Over the past several months, Backbone used some of the money raised to expand into consumer goods industries such as fashion, furniture, home goods and textiles. It says it has over 150 customers including Warby Parker (glasses), Allbirds (shoes), and Serena & Lily (furniture and other household items).

Last month, Backbone launched a new cloud-based platform aimed at fashion and retail verticals, market areas that have traditionally “been slow to embrace the digital age” according to the company.

Backbone describes itself as a product lifecycle management (PLM) company, meaning it works to help companies manage from idea through production. It claims to improve, for example, “cross-functional visibility and increase speed to market while decreasing revision cycles and waste.”

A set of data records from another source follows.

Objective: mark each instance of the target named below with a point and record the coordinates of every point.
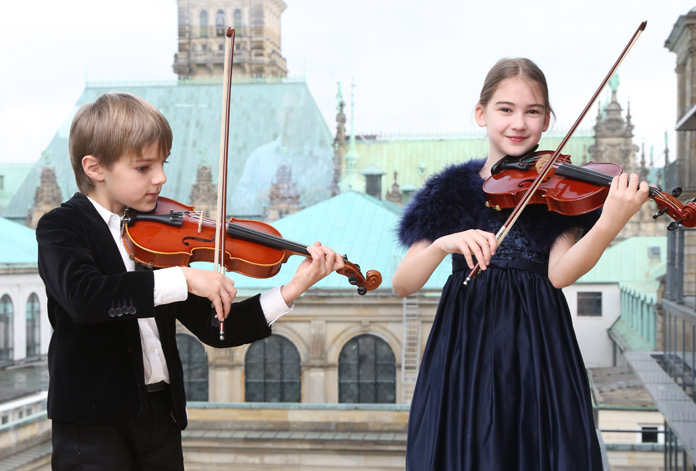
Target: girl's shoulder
(437, 208)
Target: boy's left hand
(323, 261)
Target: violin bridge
(496, 207)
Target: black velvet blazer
(95, 356)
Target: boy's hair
(517, 67)
(116, 124)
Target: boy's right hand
(470, 243)
(212, 285)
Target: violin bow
(221, 216)
(500, 236)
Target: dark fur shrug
(453, 200)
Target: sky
(411, 67)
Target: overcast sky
(416, 66)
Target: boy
(116, 395)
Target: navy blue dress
(502, 384)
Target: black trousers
(151, 442)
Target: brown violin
(571, 189)
(176, 235)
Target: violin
(173, 234)
(571, 189)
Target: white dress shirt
(170, 287)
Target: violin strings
(258, 236)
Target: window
(203, 28)
(649, 434)
(272, 371)
(366, 371)
(6, 328)
(195, 363)
(590, 303)
(33, 326)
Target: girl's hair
(116, 124)
(510, 68)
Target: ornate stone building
(202, 28)
(46, 197)
(613, 134)
(284, 199)
(204, 191)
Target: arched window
(220, 28)
(195, 363)
(272, 371)
(6, 328)
(33, 326)
(366, 371)
(203, 26)
(237, 19)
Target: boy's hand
(323, 261)
(212, 285)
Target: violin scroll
(683, 214)
(370, 281)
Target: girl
(502, 384)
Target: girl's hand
(626, 196)
(470, 243)
(212, 285)
(323, 261)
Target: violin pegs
(674, 225)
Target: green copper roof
(353, 224)
(416, 157)
(18, 246)
(11, 177)
(270, 124)
(635, 259)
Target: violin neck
(267, 240)
(587, 175)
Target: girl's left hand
(323, 261)
(626, 195)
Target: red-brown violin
(176, 235)
(571, 189)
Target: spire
(47, 195)
(283, 198)
(339, 144)
(643, 172)
(204, 192)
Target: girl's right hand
(470, 243)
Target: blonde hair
(510, 68)
(116, 124)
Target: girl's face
(515, 116)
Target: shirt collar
(103, 212)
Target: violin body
(557, 191)
(175, 235)
(570, 189)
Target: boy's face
(133, 181)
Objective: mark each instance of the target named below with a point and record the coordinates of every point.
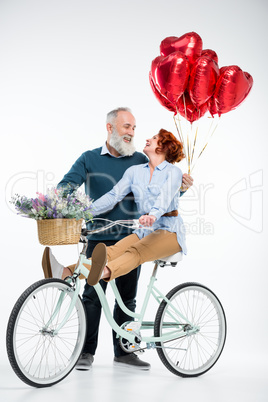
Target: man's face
(122, 133)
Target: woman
(155, 186)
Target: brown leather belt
(171, 213)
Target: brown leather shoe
(46, 263)
(98, 262)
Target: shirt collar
(105, 150)
(159, 167)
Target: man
(100, 169)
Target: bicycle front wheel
(191, 354)
(39, 356)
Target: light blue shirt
(155, 197)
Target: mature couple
(113, 174)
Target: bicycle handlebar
(131, 224)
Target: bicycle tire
(192, 355)
(38, 357)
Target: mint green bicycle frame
(178, 323)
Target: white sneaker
(51, 267)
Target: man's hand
(147, 220)
(187, 182)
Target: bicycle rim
(192, 355)
(37, 356)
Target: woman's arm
(115, 195)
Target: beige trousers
(130, 252)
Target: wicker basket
(52, 232)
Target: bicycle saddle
(171, 259)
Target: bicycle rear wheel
(39, 357)
(192, 354)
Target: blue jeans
(127, 286)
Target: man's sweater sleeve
(77, 174)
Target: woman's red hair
(169, 144)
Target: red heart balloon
(232, 88)
(187, 109)
(203, 79)
(170, 75)
(164, 101)
(190, 44)
(211, 54)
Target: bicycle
(47, 326)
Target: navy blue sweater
(100, 173)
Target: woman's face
(151, 145)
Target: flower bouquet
(59, 214)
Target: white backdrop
(64, 65)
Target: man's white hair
(111, 116)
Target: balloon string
(207, 142)
(179, 130)
(194, 145)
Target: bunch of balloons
(187, 80)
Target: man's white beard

For D2C brands, operating in a more-competitive and crowded space than ever, shaving costs and time while bringing new products to market would be a boon; the cost of acquiring customers for D2C brands has risen, for example, as well-worn engagement channels have become overstuffed, and thus more expensive.

Cost control is therefore likely paramount for brands trying to eke margins from everyday goods.

In a press release, Backbone said it plans to use the new capital to boost hiring, and improve upon its core product via “updated features and functionality.” That boilerplate aside (every startup hires and works on product after a raise), the company did add that it intends to hire a COO by the end of the year. More generally, the company has a goal of doubling its employee count from 50 today to over 100 by the second quarter of 2020. (Or, it will hire 50 people, net, in about 12 months.) We reached out to get some insight on how much Backbone is growing revenue-wise and will update the piece when they get back to us.

The retail SaaS space is one that is becoming increasingly attractive to investors. Earlier this year, we wrote about how Retail Zipline, which describes itself as “Slack for Stores,” raised a $9.6 million Series A that was led by Emergence Capital and included participation from Serena Ventures.[Footnote]Emergence is an investor in our parent company, Crunchbase. For more on how we handle conflicts of interest, please read the Crunchbase News about page.[/footnote]

Backbone sits in between a number of notable trends. The rise of D2C companies is well-known by now, as anyone who uses Instagram or YouTube can attest. At the same time, vertical SaaS — software aimed at a particular market category, say, retail– is also on the rise. Therefore Backbone is riding two waves at the same time.

If it can hire as it hopes, and build product at the pace it expects, Backbone could have a bright future. However, as clouds rise on the horizon as the global economy rocks amidst riding trade tensions, can D2C brands survive a downturn? And what impact would such a downturn have on Backbone?